Friday 29 April 2016

New Artistic Director ENO - what lies ahead ?

Just announced, many long months after the departure of John Berry, the new Artistic Director of the ENO - Daniel Kramer.    The ENO press release emphasizes "The appointment was made by a panel of ENO Board Members chaired by Harry Brunjes, including Louise Jeffreys and Anthony Whitworth-Jones. The views of members of the Orchestra and Chorus and the senior artistic team were also taken into account. Daniel was unanimously chosen as the exceptional individual from a very strong field of candidates".They probably need a show of unanimity in these troubled times. 

The Chairman of the ENO Board,  Harry Brunjes, says "This marks a turning point in the Company’s history as we move towards a new approach to planning seasons and reaching out to new audiences in London and indeed throughout the country."  Kramer himself says "My intention is to ..... inspire audiences night after night with a thrilling programme of musical diversity, attracting audiences from opera to operetta through to popular music. We will work, too, with the wider community outside the Coliseum, to develop emerging talent and new audiences. We are here to play and sing for you."
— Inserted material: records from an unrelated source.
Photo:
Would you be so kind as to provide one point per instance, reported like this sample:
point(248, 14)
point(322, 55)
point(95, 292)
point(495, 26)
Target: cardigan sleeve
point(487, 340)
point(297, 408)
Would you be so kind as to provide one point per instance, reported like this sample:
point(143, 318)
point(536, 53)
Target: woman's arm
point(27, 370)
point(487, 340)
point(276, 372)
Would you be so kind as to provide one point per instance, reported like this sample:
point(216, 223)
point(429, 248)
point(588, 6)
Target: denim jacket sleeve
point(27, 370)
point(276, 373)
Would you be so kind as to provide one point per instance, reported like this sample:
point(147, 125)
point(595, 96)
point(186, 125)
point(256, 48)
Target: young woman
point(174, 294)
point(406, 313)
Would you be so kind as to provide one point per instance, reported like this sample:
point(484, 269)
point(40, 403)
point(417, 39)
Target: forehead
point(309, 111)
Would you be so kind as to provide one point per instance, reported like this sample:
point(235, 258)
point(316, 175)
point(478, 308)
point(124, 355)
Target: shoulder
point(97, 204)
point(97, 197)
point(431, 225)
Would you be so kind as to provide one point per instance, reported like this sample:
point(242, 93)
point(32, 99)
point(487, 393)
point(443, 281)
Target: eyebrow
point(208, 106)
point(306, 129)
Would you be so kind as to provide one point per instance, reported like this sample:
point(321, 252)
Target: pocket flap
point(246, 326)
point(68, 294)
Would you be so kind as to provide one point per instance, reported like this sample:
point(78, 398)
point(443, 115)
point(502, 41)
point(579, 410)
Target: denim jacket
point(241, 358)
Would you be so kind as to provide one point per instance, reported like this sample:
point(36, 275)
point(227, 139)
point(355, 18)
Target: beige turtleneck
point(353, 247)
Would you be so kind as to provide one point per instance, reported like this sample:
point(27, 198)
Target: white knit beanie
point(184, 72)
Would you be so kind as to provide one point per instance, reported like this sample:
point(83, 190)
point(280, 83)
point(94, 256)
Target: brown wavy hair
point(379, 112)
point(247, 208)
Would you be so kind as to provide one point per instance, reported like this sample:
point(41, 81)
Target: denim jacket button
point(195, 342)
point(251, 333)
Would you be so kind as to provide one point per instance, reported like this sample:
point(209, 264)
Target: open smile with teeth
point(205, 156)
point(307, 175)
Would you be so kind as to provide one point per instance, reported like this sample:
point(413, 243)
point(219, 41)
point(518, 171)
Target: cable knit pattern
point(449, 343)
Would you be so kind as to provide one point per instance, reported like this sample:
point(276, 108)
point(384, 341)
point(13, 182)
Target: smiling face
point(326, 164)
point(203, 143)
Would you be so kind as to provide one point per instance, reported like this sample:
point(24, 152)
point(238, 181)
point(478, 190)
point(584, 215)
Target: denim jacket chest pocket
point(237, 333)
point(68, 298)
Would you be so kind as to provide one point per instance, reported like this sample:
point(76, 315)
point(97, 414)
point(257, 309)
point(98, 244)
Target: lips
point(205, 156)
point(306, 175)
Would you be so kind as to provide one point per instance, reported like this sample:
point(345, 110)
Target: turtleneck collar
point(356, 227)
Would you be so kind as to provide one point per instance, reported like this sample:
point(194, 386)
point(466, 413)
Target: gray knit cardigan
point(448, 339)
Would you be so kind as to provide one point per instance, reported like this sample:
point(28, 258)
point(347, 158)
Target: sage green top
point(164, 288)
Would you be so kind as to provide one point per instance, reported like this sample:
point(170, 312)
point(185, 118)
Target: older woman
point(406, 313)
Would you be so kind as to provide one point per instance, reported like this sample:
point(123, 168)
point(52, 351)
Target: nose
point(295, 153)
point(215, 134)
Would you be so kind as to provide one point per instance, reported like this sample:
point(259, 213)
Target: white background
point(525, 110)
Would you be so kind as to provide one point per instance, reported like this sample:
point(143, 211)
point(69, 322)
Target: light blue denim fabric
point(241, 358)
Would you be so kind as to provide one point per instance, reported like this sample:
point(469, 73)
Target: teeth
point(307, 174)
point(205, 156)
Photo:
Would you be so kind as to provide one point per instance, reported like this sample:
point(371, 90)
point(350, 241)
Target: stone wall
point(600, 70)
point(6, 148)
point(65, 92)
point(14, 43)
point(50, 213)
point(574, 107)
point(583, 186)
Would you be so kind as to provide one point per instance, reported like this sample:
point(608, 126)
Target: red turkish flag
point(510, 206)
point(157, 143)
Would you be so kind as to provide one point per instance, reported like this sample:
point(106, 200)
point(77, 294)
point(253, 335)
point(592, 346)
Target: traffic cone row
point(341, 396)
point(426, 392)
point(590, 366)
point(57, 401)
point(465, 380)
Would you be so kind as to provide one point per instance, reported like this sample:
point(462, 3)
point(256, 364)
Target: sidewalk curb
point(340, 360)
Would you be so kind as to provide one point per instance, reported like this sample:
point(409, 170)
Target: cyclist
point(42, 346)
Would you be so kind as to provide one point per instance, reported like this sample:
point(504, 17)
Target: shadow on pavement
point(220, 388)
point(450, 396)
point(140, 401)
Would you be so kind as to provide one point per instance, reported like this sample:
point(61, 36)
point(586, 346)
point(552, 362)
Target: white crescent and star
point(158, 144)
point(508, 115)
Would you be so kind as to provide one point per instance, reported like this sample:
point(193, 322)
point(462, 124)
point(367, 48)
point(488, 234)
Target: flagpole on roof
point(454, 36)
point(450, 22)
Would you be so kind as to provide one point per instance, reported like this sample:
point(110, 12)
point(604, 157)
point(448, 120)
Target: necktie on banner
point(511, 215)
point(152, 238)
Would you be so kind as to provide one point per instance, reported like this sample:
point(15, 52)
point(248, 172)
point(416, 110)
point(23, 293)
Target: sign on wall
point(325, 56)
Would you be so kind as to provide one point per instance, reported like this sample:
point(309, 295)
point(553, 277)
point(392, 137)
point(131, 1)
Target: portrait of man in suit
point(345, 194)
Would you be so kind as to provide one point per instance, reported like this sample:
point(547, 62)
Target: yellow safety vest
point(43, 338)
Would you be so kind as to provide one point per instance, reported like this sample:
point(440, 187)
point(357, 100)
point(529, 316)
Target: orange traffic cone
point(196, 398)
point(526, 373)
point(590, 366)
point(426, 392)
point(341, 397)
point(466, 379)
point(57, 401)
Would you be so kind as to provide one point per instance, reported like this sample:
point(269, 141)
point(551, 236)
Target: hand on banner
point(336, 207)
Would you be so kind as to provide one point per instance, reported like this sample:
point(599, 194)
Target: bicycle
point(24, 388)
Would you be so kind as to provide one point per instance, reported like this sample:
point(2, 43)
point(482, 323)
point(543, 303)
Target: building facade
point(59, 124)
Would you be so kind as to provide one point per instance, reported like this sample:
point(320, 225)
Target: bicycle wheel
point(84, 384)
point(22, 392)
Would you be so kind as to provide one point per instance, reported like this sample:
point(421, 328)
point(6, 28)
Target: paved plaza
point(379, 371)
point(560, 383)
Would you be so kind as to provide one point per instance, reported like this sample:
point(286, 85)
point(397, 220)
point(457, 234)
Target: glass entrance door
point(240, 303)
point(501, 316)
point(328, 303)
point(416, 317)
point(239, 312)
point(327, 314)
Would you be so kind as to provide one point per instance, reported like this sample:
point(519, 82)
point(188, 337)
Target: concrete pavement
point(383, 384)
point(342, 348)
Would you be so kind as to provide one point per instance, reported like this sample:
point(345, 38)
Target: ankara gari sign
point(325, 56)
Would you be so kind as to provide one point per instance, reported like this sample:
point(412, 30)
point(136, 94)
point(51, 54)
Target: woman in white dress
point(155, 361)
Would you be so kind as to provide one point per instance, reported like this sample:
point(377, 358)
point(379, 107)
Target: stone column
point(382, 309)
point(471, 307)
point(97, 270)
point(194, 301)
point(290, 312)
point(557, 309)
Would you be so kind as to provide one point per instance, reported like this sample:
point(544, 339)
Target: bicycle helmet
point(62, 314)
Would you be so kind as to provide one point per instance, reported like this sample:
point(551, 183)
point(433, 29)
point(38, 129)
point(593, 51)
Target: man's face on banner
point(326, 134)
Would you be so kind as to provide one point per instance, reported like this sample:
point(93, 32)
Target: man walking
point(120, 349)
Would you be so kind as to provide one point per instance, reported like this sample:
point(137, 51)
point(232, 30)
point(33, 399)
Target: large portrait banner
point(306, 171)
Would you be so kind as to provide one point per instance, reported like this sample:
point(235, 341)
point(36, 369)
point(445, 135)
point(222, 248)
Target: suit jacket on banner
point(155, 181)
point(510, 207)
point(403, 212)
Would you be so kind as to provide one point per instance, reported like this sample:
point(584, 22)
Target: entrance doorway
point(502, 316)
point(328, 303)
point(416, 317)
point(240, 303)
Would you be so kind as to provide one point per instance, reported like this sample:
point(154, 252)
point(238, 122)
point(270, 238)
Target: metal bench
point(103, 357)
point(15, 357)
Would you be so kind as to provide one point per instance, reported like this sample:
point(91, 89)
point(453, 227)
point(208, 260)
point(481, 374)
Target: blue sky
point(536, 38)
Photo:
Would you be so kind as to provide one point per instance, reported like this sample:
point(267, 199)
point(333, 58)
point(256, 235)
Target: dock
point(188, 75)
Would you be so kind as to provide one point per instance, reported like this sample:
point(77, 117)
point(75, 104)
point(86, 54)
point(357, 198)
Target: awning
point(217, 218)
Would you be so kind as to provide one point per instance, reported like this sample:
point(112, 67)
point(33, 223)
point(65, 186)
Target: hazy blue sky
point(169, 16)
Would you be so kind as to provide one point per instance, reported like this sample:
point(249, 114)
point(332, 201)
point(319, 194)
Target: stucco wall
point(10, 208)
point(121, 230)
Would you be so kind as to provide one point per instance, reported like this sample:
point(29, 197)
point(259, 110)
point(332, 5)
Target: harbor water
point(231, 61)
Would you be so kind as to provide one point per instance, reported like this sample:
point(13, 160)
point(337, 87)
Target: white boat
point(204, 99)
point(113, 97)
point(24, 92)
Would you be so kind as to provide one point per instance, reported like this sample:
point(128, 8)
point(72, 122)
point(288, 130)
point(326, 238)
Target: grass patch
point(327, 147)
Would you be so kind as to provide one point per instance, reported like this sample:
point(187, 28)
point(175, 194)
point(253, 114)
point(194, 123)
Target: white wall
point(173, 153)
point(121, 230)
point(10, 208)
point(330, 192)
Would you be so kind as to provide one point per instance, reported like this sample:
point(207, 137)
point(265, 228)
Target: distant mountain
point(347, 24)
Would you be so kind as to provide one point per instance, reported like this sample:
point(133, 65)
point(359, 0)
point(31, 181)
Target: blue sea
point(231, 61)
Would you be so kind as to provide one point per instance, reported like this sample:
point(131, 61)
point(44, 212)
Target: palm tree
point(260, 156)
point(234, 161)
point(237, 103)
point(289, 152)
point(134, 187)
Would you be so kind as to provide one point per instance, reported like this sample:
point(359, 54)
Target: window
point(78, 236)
Hmmmm.....what does that really mean? Popular music? Leaving the Coliseum? What about the ENO's tradition of cutting-edge innovation ? Or any commitment to new English-language opera ? Will the ENO become yet another small-scale company presenting safe and bland "family" entertainment in sub sub West End venues. As I've written so many times, it is short-sighted to sacrifice the unique nature of the ENO for short-term expediency.  Unfortunately, arts policy in this country bears no relation to the realities of the arts as part of the economy. This lack of basic business nous, with its petty-minded parochialism, spells death for creativity. Read my piece Solutions for the ENO: vision not pettiness

What will any Artistic Director be able to do against this background of small-minded philistinism ? Kramer's first essay with the ENO was Birtwistle's Punch and Judy at the Young Vic.  The  brashness of that production worked fine because the opera  depicts puppets obsessed with mindless destruction.  There are deeper undercurrents in the work, but usually lost beneath the shock value.  His other work in mainstream opera was Bartók's Duke Bluebeard's Castle  in 2009, part of a double bill with an very dull Rite of Spring.  Kramer's Duke Bluebeard's Castle wasn't Bartók's, but Josef Fritzl's. I don't at all mind free adaptations but this oversimplified the fundamentals of the opera. Read my review here

There's nothing wrong with sensationalism per se,  as long as it has artistic and musical basis, but how will that square with the new constraints the ENO seems fated to adopt ?  Kramer directs the new Tristan und Isolde, which starts at the ENO in June.  But an Artistic Director does more than direct.   Will Kramer have the vision to create a genuinely interesting new profile for the ENO?  Operetta isn't the way to go. It may appeal to audiences determined to divest opera of intellect, but as Chabrier's L'Etoile at the ROH showed, operetta doesn't work in a big house.  Operetta does need wit and flair.  Remember the disastrous Die Fledermaus in 2013 ? So maybe the way ahead is musicals and showtime tat.  Will the Coliseum return to its music hall origins?  Many have much to gain from that. But not those who care about opera as art.